The stage is set for an industrial conflict in the education sector after Education Cabinet Secretary George Magoha dismissed demands by the Kenya National Union of Teachers.
Prof Magoha yesterday said the State will neither reverse its policy on procurement of course books nor suspend the National Education Management Information System (Nemis).
He claimed a powerful cartel that used to profit from the old system of buying textbooks was behind the push for abolition of the current centralised system.
“Text books shall continue to be purchased by the good government of President Uhuru Kenyatta, who has delegated that duty to the most humble self,” said Magoha.
He also questioned claims by Knut officials that they had extended an olive branch to the government officials, saying “they do not sound like people who had buried the hatchet.”
Addressing the 15th Kenya Primary School Heads Association (Kepsha) annual delegate conference in Mombasa yesterday, the CS said Nemis will not be suspended.
“Nemis is one of the best mechanism that has aided the ministry to make sure that meagre resources are maximised to benefit the intended pupils,” said Magoha.
He said in the past, unscrupulous school managers included ghost pupils in their registers, leading to loss of funds.

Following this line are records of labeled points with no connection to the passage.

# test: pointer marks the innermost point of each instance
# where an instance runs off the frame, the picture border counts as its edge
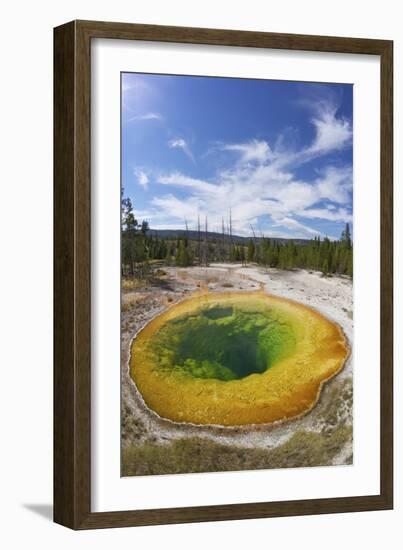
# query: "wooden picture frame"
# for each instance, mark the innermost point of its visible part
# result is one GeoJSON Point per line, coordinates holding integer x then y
{"type": "Point", "coordinates": [72, 270]}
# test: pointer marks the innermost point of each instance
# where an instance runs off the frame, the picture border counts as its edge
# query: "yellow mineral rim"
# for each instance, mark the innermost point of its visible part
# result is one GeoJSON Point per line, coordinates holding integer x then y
{"type": "Point", "coordinates": [288, 388]}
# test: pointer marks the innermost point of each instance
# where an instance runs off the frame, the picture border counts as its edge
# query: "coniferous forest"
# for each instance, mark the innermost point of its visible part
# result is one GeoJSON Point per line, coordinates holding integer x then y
{"type": "Point", "coordinates": [141, 248]}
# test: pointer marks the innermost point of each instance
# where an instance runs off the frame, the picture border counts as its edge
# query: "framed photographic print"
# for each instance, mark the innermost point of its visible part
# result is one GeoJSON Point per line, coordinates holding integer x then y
{"type": "Point", "coordinates": [223, 275]}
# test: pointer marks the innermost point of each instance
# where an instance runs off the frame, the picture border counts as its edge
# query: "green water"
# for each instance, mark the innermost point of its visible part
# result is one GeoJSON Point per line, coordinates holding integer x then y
{"type": "Point", "coordinates": [224, 343]}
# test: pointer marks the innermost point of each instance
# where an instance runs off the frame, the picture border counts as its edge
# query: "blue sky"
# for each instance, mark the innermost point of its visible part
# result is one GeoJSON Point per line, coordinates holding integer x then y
{"type": "Point", "coordinates": [278, 154]}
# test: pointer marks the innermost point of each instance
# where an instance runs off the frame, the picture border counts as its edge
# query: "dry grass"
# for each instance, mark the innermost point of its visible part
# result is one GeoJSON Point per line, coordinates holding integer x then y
{"type": "Point", "coordinates": [195, 454]}
{"type": "Point", "coordinates": [134, 284]}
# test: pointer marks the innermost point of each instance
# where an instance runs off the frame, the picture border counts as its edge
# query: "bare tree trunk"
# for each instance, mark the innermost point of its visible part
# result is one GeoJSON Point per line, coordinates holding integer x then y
{"type": "Point", "coordinates": [199, 238]}
{"type": "Point", "coordinates": [205, 243]}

On Tuesday, Knut issued a 22-day ultimatum to the government to convene a meeting to address challenges facing the new Competency-Based Curriculum (CBC).
Knut Secretary-General Wilson Sossion warned that if the talks will not be held before Christmas, re-opening of schools in January will be hit by “disruption”.
The union demanded the ministry should suspend the new course book purchase policy and Nemis before the talks.
According to Kepsha Chairman Nicholas Gathemia and Sossion, the centralised distribution model had led to poor quality of course books.
Yesterday, Magoha said he has inspected all text books supplied by the government and that none had errors or were substandard as claimed by the union and Kepsha.
He said all course books for grade three and other lower classes will be supplied ahead of the re-opening of schools.
“We have saved a lot of money because of the centralised procurement system. They should demand that the money saved be used to benefit primary schools,” said the CS.
He said that through the new textbook distribution policy, the government has been able to achieve its 1:1 pupil-text book ratio target in primary schools.
On Nemis, Magoha directed head teachers to make sure that no pupil is sent away from school because they had not been captured by the system.
Dr Belio Kipsang, the Principal Secretary Basic Education, said he had engaged the Ministry of Interior to fast track the issuance of birth certificates for pupils to be registered in the Nemis.
A pupil must produce a birth certificate for him or her to be registered in the Nemis. Those not in the Nemis do not benefit from State capitation.
Yesterday, Dr Kipsang said no pupils would be disadvantaged because he or she has not been issued with the birth certificate saying that was “a government error or mistake.”
“We have the record of the pupils with birth certificates and those without. So we will find a mechanism to make sure that they all get the capitation,” said the PS.
He, however, said capitation for grade three pupils will be delayed until all the learners are captured by the Nemis system.
Magoha said teething problems experienced during the rollout Nemis had been addressed. He said the system had increased transparency and accountability. Head teachers interviewed warned that the posturing by the union and government officials could deteriorate into an industrial action.
Yesterday, it emerged that the Teachers Service Commission (TSC) was determined to push ahead with its delocalisation programme.
Knut is also opposed to the transfers of school head teachers and principal and on Tuesday called on TSC to call for a meeting before it implements the policy.
“The TSC and the CS should hold a meeting with the teachers’ representative before Christmas to avoid disruption of school programmes in January,” said Sossion.